Sandy laughed. “An epidemiologist.”
“You're going to medical school?”
Sandy shrugged. “Maybe a wife first. Medical school is a lot of money.”
“Wifery's a lot of
years
!”
“Nah.” Sandy giggled. “A lot of marriages don't last. Then I could collect alimony, which will pay my way through med school. What about you?”
I leaned on my fist and gazed out the window. “I used to want to be a writer. But my friend Margaret aced that. She won an all-city poetry contest. I don't think that's what I want to be anymore. Now I'm leaning toward being a counselor of some kind. Something where I help people fit in—maybe a shrink.”
“A shrink, wow!” Sandy breathed. “I never even thought of that. My mom has a shrink. I never thought of people aspiring to be shrinks. I guess they do, though. That's medical school too.”
“School doesn't scare me....”
“Do I know that!”
“A shrink,” I said again, almost to myself. “I think I'd like that.”
“You'd be good, Maizon,” Sandy said. “When you're not crabby, you have a mellow spirit. It's kind of relaxing. Like sometimes, when I come in from a hard workout or a hard class and I see you sitting there studying, and the room is warm and quiet, it just makes me feel good.”
“Thanks,” I said, really meaning it.
“I'll miss that about you, Maizon,” Sandy said softly.
“You haven't told anyone, have you?” One night, after a hockey game, I had sworn Sandy to secrecy, then confessed that I was thinking of leaving Blue Hill.
“I haven't breathed a word.

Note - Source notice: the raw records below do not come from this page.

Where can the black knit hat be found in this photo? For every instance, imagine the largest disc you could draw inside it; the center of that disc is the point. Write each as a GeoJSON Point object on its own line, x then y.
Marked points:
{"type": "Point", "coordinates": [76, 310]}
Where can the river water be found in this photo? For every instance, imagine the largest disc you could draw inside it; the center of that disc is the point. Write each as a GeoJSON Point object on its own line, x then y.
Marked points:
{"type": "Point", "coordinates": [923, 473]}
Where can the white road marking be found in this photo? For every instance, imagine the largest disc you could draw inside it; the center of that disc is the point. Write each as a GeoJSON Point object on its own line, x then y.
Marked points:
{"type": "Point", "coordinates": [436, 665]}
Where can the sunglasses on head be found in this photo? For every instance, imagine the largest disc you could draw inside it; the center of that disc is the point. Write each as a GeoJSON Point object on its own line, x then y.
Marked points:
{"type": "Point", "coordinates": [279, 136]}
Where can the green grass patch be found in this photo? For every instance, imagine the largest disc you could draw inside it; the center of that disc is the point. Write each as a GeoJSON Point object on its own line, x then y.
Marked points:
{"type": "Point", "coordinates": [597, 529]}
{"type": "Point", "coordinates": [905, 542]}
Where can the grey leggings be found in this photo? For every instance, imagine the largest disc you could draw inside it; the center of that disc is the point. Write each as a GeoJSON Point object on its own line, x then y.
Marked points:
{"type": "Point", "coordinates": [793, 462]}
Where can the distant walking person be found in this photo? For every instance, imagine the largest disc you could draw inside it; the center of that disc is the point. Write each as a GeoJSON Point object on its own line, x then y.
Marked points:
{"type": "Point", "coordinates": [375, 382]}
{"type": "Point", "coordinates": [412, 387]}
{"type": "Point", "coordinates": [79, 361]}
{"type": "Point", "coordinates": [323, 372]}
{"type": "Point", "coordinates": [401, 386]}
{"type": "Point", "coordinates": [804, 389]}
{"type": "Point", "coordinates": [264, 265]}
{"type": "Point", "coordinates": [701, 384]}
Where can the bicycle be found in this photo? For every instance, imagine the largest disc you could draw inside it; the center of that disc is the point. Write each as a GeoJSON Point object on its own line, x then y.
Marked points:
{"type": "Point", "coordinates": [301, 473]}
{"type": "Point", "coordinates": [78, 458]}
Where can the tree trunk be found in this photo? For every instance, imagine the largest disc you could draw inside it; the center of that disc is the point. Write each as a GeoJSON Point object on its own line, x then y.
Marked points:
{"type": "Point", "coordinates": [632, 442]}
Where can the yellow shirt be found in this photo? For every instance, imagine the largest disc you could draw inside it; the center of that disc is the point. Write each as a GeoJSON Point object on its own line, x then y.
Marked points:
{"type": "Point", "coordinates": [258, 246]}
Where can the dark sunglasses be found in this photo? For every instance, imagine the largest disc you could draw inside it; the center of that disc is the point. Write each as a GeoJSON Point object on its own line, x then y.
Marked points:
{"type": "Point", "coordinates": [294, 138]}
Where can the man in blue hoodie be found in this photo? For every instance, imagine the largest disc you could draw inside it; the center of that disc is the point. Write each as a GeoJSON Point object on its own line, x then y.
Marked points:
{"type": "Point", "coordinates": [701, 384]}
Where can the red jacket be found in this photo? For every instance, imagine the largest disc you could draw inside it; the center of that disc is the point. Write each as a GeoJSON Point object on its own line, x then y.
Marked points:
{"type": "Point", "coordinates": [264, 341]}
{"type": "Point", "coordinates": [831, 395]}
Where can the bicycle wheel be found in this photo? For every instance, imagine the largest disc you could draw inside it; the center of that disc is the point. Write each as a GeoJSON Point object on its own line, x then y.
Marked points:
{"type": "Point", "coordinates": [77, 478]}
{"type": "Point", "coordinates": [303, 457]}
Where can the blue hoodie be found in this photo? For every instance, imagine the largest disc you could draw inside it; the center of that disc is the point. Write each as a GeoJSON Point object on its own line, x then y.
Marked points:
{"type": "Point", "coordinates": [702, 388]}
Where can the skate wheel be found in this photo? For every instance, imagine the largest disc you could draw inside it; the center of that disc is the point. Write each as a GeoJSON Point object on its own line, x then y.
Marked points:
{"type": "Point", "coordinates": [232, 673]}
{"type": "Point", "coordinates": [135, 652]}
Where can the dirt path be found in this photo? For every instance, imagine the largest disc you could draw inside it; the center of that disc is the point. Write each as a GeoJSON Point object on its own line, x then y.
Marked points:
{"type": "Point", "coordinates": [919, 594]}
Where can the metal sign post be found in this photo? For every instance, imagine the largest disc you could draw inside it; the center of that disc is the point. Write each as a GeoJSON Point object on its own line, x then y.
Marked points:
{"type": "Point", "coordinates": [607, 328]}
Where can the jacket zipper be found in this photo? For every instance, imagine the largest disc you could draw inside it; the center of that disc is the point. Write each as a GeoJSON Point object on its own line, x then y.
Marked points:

But if I come back from Thanksgiving and see your stuff laid out on the bed, I'll be happy as a nursing kitten.”
I smiled and shrugged. “I doubt it. But I'll write you.”
“Yeah, sure,” Sandy said, cracking her comp book. “That's what they all say.”
“You want to take a study break and walk me to the store?”
 
Sandy slammed her comp book closed as quickly as she had opened it. We pulled our field hockey sweatshirts over our heads and signed out with Ms. Bender, who smiled and nodded knowingly when we said we were taking a walk. A walk, to any Chameleon, meant a trip to Dom's Candy Store.
Sandy and I walked slowly down High Street, hunched into our heavy sweatshirts against the cool air, our hands deep in the pockets. High Street was silent as a stone, the huge houses sitting far back and empty looking, surrounded by the brightly colored trees.
“So much money,” Sandy said, almost whispering. She was staring at the houses. Mercedeses and BMWs were parked in front of some of the garages. We passed a house with two small boys playing on the front lawn. They stopped playing when they saw us and stared at me with their mouths kind of opened. I made a face at them, pulling my ears away from my head and crossing my eyes. Sandy laughed. One of the boys smiled a little, but the other looked like he was about to cry. We hurried past them, giggling.
“That's my house!” I said, pointing to a huge three-story house painted white with lavender trimming.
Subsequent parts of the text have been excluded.